環境が人を作る

あけましておめでとうございます。

2015年大河ドラマ「花燃ゆ」が終了した。ヒロインは吉田松陰の妹の文(ふみ)。ドラマそのものは視聴率が低かったようですが、私は多々感じるところがありました。
吉田松陰が叔父から松下村塾を引き継いだころ、わずか17歳の文が塾生の募集活動をしたというレベルだったようで、たかが知れている。外見は一見どこにでもあるような普通の塾であったろう。武士や町民など身分や年齢の隔てなく塾生を受け入れ(これを松陰は草莽(そうもう)くっきと言った)、最盛期は50人ほどの塾生に学問を教えた。自由な雰囲気と闊達な意見交換の環境が、久坂玄瑞高杉晋作伊藤博文など幕末から明治維新への原動力となる熱き志を持った優れた人材を輩出した。

 















外見だけで評価する訳ではないが、こんな小屋程度の粗末なところから、続々と立派な人が巣立っていった。
同じような例がここ鹿児島にもある。それは薩摩の加治屋町である。
昨年暮れ、東京・大阪の営業の人たちが来鹿した折、「維新ふるさと館」を案内した。その時話題になったのが、「どうしてこんな狭い地域から、あんな偉い人たちがしかも大勢出たのだろう」ということだった。
 「鹿児島 加治屋町」のウィキペディアにはこうある。

江戸時代末期から明治時代にかけて活躍した維新の三傑と称されている西郷隆盛大久保利通日露戦争において日本を勝利に導き、「陸の大山、海の東郷」と称された東郷平八郎大山巌、第16・22代内閣総理大臣である山本権兵衛などの出身地としても知られている。
明治維新から日露戦争までの期間に活躍した薩摩藩関係者の多くを加治屋町出身者が占めていることから、歴史小説家の司馬遼太郎は「いわば、明治維新から日露戦争までを、一町内でやったようなものである」と評している。
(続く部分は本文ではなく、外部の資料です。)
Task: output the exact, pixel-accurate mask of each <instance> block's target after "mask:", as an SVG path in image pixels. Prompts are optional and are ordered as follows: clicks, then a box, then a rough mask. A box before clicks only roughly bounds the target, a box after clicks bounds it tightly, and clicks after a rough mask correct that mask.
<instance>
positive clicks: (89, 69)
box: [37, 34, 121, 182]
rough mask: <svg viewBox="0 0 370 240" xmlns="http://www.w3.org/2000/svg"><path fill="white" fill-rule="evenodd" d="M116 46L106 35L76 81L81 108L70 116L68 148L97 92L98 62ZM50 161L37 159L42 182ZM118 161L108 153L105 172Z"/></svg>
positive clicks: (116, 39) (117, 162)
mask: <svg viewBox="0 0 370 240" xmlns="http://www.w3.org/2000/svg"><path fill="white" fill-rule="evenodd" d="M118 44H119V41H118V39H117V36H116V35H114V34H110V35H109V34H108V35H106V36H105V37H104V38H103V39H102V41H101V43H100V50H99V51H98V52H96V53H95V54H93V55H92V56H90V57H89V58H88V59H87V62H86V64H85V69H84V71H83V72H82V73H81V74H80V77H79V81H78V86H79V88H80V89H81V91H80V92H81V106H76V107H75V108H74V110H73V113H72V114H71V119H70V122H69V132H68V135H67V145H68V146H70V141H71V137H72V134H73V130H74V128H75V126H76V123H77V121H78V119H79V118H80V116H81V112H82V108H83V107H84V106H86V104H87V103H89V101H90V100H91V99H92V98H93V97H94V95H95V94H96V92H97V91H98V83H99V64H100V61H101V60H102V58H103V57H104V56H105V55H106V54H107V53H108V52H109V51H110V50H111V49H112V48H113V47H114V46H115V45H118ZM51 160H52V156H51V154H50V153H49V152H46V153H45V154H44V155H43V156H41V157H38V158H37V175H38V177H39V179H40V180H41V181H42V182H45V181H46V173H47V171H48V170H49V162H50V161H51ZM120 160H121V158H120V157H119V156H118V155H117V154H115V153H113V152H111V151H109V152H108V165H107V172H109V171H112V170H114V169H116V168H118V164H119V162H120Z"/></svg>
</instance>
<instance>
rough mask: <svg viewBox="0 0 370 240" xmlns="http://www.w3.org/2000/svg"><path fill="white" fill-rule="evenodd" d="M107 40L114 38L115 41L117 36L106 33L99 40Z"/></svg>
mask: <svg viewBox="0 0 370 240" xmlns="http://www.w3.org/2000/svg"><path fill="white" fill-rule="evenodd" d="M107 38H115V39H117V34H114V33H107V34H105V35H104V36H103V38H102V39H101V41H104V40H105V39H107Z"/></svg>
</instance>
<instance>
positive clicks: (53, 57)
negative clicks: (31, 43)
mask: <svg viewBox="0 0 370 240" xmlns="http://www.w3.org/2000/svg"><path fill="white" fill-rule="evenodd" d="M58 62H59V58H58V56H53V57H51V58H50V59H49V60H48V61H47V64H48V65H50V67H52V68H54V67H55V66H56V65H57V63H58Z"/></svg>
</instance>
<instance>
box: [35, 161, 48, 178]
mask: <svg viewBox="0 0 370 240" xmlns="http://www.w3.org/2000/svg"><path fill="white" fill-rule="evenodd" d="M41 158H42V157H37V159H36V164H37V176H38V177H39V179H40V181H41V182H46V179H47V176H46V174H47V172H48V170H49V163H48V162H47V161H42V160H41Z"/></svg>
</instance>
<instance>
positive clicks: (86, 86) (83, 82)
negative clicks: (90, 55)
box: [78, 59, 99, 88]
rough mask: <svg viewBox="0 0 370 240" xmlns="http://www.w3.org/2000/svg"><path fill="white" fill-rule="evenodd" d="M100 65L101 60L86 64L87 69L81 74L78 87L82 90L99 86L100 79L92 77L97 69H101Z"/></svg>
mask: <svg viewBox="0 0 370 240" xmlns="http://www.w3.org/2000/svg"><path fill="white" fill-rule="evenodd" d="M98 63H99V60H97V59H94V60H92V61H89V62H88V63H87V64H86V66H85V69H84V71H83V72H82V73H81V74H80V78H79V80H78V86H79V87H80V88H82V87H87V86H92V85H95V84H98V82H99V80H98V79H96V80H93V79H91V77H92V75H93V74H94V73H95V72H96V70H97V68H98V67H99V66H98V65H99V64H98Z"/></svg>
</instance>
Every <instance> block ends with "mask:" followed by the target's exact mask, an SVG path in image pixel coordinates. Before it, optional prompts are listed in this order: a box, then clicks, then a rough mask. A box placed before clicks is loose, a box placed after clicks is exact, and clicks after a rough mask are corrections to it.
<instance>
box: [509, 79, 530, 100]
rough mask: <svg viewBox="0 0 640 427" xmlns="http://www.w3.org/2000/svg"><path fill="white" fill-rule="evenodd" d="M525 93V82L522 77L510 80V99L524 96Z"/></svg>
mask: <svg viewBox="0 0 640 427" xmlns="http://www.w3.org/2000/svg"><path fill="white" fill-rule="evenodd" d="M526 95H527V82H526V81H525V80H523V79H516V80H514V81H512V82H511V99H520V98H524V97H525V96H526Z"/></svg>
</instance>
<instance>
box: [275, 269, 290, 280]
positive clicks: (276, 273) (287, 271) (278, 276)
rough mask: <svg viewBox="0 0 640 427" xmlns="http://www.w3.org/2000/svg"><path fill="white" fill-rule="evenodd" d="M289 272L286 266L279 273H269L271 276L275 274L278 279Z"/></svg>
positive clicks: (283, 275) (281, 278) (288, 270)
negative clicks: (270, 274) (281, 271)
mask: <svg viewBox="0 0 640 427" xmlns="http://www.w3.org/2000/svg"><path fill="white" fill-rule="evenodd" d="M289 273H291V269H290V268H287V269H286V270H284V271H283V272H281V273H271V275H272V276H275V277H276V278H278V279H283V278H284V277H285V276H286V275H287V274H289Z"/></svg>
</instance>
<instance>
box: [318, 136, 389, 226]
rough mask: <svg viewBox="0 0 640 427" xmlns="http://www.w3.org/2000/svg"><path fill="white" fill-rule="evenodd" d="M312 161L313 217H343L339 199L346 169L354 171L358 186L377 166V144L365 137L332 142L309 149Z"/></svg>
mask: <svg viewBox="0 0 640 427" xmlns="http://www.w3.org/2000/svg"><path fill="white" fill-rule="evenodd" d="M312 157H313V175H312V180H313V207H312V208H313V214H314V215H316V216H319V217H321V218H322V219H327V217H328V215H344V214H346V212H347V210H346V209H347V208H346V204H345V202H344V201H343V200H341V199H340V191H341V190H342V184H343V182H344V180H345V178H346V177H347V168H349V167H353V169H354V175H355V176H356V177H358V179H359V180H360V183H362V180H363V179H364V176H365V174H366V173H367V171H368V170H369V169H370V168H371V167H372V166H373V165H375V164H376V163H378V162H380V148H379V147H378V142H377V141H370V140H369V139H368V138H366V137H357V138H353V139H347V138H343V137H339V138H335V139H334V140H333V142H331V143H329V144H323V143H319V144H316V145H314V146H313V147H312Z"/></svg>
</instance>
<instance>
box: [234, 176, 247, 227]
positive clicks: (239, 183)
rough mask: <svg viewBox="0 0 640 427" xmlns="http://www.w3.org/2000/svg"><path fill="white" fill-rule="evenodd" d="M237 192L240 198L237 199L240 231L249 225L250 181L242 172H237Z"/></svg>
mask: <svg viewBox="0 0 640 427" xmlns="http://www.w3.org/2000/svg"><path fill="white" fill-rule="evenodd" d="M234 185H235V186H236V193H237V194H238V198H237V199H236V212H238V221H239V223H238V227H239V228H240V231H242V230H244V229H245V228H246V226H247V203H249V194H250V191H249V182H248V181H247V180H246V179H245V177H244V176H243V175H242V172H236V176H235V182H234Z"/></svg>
資質・教養など特に傑出している人物が、このごく小さな加治屋町だけに集結しているとは、確率論的には考えにくい。考えられるとすれば、加治屋町松下村塾という特異な雰囲気・環境が、その地域に育(はぐく)まれた若者を「やる気」にさせたとしか考えられないのだ。
環境が人を作る→その人が「やる気」になる→そうなれば、本人の資質や教養は二の次で、相当なことができる・・・・ということではないだろうか。